Not really the best place for this question but did not know where it belonged.

I intend to glue very realistic dark brown rubber mulch to EDPM pond liner (above water) along our garden ponds shore.  Preferably, I would like to roll on the adhesive.  I need to know the best adhesive to use.  I assume it will be some type of roofing sealant or adhesive.

Thanks in advance.


----------



## oldognewtrick (Jun 11, 2016)

Go to any roofing supply house and get a bucket of epdm adhesive. You have to coat both surfaces, let it flash (dry to touch), then mate the surfaces. Not sure how well the mulch will bond to the liner though.


----------



## TxHomeowner (Jun 11, 2016)

Thank you for you reply yet coating the mulch, because it is mulch, is not practical.  Is there a silicone roof product that would allow me to spread the mulch over it then gently press?


----------



## kok328 (Jun 11, 2016)

If your staying above water then silicone will work.


----------



## Sparky617 (Jun 11, 2016)

Personally, I'd go with rock around the perimeter of the pond.


----------



## oldognewtrick (Jun 11, 2016)

Sparky617 said:


> Personally, I'd go with rock around the perimeter of the pond.

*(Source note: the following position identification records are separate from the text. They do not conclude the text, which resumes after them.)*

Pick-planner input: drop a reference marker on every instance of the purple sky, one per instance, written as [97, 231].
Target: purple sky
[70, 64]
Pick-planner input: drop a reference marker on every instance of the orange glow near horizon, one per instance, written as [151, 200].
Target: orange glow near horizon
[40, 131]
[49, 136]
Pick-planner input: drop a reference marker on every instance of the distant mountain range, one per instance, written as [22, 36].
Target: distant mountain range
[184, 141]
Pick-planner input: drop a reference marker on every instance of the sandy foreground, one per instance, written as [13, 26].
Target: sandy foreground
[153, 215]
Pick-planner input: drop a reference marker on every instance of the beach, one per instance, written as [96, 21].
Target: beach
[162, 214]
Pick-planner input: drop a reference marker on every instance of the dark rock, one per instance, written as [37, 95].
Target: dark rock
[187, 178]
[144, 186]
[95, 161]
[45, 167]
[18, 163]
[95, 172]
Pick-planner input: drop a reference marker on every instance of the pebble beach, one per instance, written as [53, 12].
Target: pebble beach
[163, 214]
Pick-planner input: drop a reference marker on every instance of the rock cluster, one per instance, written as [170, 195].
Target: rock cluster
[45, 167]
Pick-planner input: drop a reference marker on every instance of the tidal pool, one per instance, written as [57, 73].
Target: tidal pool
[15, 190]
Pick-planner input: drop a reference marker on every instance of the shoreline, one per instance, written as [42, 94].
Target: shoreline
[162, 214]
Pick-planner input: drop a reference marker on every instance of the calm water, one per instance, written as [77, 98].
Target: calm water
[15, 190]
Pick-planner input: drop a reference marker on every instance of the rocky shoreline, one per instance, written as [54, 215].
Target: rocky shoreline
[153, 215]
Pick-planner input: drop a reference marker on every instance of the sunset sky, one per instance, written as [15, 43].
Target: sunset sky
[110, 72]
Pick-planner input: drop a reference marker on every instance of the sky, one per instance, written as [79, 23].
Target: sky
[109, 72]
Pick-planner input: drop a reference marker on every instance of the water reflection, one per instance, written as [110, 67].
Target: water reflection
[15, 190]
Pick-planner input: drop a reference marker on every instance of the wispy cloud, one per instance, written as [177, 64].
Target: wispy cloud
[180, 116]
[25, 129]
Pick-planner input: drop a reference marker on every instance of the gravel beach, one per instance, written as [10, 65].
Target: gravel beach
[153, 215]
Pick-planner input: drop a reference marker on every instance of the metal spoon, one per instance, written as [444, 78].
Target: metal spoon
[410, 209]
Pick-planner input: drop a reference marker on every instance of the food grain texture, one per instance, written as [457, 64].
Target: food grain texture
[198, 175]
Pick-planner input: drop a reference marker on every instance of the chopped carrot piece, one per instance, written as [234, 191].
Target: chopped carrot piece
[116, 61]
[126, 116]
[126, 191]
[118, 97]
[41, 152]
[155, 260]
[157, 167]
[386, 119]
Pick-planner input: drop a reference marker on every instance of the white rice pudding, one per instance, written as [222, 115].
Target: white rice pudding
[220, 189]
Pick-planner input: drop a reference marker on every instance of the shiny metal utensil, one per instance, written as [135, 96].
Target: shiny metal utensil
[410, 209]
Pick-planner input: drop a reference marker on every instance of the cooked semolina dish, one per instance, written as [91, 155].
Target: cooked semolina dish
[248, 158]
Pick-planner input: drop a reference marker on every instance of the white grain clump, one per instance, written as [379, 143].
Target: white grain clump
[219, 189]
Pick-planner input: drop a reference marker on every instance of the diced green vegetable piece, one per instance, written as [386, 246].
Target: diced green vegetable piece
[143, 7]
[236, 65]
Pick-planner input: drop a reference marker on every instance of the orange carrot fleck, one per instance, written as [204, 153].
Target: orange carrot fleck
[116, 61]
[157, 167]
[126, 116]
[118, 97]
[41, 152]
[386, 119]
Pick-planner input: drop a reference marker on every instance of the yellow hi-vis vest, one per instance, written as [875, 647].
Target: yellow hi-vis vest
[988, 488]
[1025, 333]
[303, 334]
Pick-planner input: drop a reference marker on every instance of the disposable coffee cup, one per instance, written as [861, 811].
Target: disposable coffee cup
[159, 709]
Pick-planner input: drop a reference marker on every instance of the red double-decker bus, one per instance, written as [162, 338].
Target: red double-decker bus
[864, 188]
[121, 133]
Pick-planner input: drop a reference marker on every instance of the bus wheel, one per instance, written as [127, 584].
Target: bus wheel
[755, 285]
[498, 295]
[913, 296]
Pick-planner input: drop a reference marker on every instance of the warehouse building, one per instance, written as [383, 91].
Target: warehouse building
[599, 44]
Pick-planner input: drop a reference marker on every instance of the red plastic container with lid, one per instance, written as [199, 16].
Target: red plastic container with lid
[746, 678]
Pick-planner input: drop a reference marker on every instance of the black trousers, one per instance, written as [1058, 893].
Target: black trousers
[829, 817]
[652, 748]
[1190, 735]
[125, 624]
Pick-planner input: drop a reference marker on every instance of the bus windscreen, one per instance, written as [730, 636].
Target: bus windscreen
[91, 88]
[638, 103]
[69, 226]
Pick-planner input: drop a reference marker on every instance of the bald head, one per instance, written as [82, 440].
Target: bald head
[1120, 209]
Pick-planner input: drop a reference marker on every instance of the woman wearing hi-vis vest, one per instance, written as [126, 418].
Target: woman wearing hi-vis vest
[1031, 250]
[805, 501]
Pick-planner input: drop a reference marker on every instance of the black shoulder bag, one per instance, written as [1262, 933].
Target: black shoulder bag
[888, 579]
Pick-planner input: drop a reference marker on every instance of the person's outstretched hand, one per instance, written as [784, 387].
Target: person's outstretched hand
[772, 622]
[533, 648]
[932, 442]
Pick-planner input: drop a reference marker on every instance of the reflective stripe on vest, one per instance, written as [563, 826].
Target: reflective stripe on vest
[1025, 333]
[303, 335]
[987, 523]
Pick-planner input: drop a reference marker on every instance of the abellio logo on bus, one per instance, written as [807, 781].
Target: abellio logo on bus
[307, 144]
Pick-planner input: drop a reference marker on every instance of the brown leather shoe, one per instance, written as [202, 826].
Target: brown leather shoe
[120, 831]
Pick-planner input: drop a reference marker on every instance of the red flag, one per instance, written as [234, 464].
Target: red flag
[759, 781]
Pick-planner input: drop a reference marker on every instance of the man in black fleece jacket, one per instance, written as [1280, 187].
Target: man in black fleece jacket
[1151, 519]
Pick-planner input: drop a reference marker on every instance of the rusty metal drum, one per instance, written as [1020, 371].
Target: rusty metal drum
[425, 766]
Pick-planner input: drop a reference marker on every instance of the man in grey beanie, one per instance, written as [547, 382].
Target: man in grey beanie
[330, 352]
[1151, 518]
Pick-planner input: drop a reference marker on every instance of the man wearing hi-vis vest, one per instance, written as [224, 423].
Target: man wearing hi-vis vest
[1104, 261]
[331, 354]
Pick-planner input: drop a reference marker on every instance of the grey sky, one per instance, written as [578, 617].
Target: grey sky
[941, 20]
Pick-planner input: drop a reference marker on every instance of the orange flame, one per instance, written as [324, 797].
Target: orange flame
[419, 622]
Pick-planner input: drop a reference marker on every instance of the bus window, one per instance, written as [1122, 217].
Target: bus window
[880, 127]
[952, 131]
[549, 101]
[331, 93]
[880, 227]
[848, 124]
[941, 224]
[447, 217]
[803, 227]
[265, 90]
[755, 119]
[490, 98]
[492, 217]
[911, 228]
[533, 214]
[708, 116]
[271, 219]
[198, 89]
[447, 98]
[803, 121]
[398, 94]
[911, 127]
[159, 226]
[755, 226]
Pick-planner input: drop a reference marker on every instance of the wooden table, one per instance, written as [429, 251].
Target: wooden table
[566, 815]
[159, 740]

:agree: it will lend to a more natural look. Just my:2cents:


----------



## frodo (Jun 13, 2016)

i have built 3 ponds with this liner,  have never had a problem with any of them,   you can shape the pond any shape you choose

 spread the adhesive on the material,  when it gets tacky,  cover in sand
let it sit. then brush away the excess sand,  the liner is camouflaged with the sand.


----------



## TxHomeowner (Jun 13, 2016)

frodo said:


> i have built 3 ponds with this liner,  have never had a problem with any of them,   you can shape the pond any shape you choose
> 
> spread the adhesive on the material,  when it gets tacky,  cover in sand
> let it sit. then brush away the excess sand,  the liner is camouflaged with the sand.



That's great!  I've seen that material many times.  While your material is PVC mine is EDPM.  Wondering if your referenced adhesive works on EDPM?


----------



## frodo (Jun 13, 2016)

http://www.firestonebpe.com/en/roofing/rubbergard-epdm/products/accessories/adhesives

http://www.thefishtender.com/rocktorubber.html


----------



## oldognewtrick (Jun 13, 2016)

EPDM, will fail at the seams if they are under water. The glue joint is the weakest link. EPDM is not a good material to use if you plan on having fish.


----------



## TxHomeowner (Jun 13, 2016)

oldognewtrick said:


> EPDM, will fail at the seams if they are under water. The glue joint is the weakest link. EPDM is not a good material to use if you plan on having fish.



There are no seems underwater.  Please read my original post.  Thanks


----------